Onmiskenbaar, de wulp herken je onmiddellijk aan de grote kromme snavel. Het is onze grootste steltloper en familie van de bekende grutto. De snavel van de wulp is een gevoelig orgaan. Hij prikt hiermee in de drassige grond en zoekt op de tast naar allerlei kleine beestjes die hij opeet.
De wulp is een broedvogel van akkers en grasland. Vroeger was het vooral een vogel van heiden, hoogvenen en duinen, maar daar zijn ze inmiddels vrijwel verdwenen. Nu is het een vogel van het boerenland, maar daarmee ook kwetsbaar door de intensivering van de landbouw. Het aantal broedparen is de laatste decennia gehalveerd, zo’n 4000 broedparen zijn er nu nog, de meeste in het noorden en oosten van het land en op de waddeneilanden. Onze binnenlandse vogels overwinteren niet, maar trekken weg naar Engeland en Zuid-West Europa.
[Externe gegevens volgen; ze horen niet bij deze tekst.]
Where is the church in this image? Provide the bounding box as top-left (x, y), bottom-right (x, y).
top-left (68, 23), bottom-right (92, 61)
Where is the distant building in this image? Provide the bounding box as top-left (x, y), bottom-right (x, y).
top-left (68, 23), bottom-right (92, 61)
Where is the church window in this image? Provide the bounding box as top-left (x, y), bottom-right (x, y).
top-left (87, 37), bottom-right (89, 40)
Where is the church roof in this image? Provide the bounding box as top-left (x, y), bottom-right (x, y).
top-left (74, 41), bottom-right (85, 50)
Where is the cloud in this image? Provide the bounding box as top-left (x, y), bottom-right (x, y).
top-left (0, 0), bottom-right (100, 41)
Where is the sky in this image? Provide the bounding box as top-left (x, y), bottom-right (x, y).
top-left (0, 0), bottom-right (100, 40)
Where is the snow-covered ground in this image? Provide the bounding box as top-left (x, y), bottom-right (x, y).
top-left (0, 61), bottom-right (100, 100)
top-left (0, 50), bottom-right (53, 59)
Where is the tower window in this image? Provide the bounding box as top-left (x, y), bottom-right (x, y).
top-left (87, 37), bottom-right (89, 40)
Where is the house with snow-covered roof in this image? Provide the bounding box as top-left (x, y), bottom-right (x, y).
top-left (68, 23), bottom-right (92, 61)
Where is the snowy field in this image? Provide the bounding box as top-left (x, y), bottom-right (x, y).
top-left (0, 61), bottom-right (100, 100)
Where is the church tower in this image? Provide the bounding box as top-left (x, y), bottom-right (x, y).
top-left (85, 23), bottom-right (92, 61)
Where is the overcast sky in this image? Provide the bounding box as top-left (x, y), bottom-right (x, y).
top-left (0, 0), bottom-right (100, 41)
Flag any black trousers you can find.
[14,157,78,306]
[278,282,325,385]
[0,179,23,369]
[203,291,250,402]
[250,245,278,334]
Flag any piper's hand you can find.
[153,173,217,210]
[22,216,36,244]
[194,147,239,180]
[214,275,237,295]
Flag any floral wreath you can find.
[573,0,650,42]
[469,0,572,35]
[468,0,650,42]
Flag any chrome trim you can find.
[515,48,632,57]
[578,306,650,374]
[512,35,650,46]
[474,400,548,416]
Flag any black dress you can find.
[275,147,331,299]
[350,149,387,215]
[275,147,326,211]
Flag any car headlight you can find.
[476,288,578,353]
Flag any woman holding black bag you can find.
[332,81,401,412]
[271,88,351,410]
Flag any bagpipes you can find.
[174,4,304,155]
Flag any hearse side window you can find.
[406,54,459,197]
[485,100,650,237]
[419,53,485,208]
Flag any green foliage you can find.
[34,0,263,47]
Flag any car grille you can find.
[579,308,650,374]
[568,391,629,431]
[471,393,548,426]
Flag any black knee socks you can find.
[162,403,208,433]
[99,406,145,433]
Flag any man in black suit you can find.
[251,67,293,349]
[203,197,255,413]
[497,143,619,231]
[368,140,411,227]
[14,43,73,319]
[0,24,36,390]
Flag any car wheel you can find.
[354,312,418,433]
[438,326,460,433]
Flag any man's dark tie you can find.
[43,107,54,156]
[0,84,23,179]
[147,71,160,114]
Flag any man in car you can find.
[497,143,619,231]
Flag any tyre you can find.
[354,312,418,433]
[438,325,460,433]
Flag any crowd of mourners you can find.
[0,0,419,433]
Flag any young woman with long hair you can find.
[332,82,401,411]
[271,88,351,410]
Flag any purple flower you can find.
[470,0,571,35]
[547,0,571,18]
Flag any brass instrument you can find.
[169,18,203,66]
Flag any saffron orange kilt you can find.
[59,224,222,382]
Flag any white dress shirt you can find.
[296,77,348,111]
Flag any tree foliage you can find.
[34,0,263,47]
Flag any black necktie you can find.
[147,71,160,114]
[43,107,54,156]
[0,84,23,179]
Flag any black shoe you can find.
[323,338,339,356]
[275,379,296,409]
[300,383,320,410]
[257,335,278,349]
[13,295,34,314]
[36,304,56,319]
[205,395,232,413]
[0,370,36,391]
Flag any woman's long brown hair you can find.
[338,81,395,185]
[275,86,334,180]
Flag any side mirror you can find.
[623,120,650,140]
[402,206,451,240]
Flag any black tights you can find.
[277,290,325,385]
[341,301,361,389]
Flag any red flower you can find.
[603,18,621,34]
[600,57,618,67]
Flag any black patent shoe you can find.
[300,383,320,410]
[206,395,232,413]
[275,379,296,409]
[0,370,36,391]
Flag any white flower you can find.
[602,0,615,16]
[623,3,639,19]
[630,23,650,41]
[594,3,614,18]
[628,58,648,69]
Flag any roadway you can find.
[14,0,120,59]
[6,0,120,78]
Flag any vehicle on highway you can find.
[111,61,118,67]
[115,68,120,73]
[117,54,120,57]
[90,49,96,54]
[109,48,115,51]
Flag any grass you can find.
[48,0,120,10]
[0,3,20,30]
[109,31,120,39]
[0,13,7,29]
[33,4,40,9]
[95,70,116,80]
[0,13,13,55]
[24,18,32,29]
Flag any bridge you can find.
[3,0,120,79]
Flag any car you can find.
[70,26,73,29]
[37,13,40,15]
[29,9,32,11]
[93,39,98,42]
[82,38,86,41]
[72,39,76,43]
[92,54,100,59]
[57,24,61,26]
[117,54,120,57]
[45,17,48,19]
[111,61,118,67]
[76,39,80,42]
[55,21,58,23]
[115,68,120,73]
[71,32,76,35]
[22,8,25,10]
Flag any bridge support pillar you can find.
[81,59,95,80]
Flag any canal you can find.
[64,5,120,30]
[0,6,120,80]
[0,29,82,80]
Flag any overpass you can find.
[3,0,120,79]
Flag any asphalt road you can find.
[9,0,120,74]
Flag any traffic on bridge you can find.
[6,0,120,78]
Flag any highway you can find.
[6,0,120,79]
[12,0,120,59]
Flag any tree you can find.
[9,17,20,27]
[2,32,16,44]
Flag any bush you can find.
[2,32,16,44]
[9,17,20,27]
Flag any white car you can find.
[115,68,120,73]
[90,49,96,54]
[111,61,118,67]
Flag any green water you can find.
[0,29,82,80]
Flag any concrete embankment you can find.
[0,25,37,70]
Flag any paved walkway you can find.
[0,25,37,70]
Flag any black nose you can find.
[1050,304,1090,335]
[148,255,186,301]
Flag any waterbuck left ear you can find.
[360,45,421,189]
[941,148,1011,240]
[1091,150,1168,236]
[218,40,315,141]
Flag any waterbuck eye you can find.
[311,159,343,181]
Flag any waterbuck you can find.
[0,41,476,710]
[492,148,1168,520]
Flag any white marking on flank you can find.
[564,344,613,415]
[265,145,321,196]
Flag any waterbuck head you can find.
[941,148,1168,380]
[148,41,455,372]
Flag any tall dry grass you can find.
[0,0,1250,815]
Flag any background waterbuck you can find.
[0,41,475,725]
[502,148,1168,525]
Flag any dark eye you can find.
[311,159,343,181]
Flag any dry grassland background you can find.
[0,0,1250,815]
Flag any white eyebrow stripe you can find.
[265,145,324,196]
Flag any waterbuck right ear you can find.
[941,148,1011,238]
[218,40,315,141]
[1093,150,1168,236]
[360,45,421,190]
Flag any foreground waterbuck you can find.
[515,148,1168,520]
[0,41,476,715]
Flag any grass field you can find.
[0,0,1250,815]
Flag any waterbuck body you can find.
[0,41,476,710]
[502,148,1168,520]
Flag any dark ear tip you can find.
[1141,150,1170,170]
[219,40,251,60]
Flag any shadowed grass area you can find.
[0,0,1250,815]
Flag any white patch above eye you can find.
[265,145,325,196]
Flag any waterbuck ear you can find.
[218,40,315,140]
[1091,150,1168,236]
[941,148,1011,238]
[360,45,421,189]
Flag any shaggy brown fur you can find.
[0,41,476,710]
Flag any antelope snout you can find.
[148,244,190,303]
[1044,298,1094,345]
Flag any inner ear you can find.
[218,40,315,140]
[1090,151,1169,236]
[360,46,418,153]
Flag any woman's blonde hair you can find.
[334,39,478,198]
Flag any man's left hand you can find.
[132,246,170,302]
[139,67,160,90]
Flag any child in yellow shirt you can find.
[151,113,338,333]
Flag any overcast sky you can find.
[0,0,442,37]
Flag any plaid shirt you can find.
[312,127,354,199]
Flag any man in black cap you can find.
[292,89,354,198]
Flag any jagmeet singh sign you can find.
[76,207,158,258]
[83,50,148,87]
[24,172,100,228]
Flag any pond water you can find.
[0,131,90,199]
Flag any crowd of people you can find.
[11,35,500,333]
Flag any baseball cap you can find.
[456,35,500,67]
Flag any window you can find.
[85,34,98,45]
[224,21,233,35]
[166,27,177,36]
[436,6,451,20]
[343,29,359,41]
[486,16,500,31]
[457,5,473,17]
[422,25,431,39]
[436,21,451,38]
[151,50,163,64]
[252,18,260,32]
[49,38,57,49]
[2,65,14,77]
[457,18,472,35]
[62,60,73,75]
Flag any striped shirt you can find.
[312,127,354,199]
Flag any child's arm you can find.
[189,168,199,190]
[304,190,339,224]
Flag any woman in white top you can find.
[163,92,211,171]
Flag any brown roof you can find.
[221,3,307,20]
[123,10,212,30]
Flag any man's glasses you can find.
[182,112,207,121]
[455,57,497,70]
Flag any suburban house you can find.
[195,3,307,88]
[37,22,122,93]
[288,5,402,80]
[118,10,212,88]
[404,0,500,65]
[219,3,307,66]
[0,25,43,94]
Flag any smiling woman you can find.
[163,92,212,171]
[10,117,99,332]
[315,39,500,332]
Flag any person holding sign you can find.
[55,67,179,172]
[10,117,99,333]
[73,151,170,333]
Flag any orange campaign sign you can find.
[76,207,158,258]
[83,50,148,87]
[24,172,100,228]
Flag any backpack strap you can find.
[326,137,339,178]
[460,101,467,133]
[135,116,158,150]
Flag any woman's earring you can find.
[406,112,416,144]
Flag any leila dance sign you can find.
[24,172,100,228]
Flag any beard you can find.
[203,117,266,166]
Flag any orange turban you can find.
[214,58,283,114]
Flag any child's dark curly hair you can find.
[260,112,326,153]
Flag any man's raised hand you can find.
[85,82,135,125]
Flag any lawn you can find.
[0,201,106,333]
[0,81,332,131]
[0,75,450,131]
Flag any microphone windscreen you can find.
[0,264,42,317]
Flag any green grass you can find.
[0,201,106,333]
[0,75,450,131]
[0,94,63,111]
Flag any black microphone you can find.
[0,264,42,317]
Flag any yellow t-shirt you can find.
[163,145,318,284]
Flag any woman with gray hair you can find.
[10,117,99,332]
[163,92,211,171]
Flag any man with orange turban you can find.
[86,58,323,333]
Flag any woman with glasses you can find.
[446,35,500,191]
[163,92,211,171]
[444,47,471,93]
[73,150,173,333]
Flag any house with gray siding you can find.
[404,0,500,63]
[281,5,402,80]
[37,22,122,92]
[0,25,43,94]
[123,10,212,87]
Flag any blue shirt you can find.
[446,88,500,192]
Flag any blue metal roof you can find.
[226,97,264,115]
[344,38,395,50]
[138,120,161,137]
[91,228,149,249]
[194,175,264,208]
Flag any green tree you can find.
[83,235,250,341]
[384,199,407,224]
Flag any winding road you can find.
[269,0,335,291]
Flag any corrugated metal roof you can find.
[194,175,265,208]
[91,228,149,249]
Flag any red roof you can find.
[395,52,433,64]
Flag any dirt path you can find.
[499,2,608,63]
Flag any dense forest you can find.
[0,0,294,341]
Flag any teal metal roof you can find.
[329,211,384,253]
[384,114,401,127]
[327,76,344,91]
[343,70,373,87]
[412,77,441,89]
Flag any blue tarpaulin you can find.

De roep van de wulp is van grote afstand te horen en is een heel karakteristiek geluid. Het klinkt als “woe-liep” en daar dankt de wulp zijn naam aan. In het voorjaar kun je de balts horen, een jodelend gezang. Met fluitende tonen en trillers maakt meneer wulp er een heel spektakel van om zijn lief te verleiden. Zo mooi dat je bijna je fototoestel zou vergeten.
De wulpen zijn trouw aan elkaar en aan hun broedterritorium. Ze hebben maar één legsel per jaar met 3 of 4 eieren. Beide ouders broeden. Als de jongen uit het ei komen neemt vader de opvoeding ter hand en brengt de jongen verder groot. De jongen zijn nestvlieders, dat wil zeggen dat ze meteen kunnen lopen en donsveertjes hebben. Na ongeveer 5 weken zijn ze klaar om te vliegen.
De wulpen die je hier in de winter ziet, vooral in de kustgebieden, zijn vogels afkomstig uit Rusland die hier alleen komen overwinteren. Hun aantal is enorm, wel zo’n 200.000.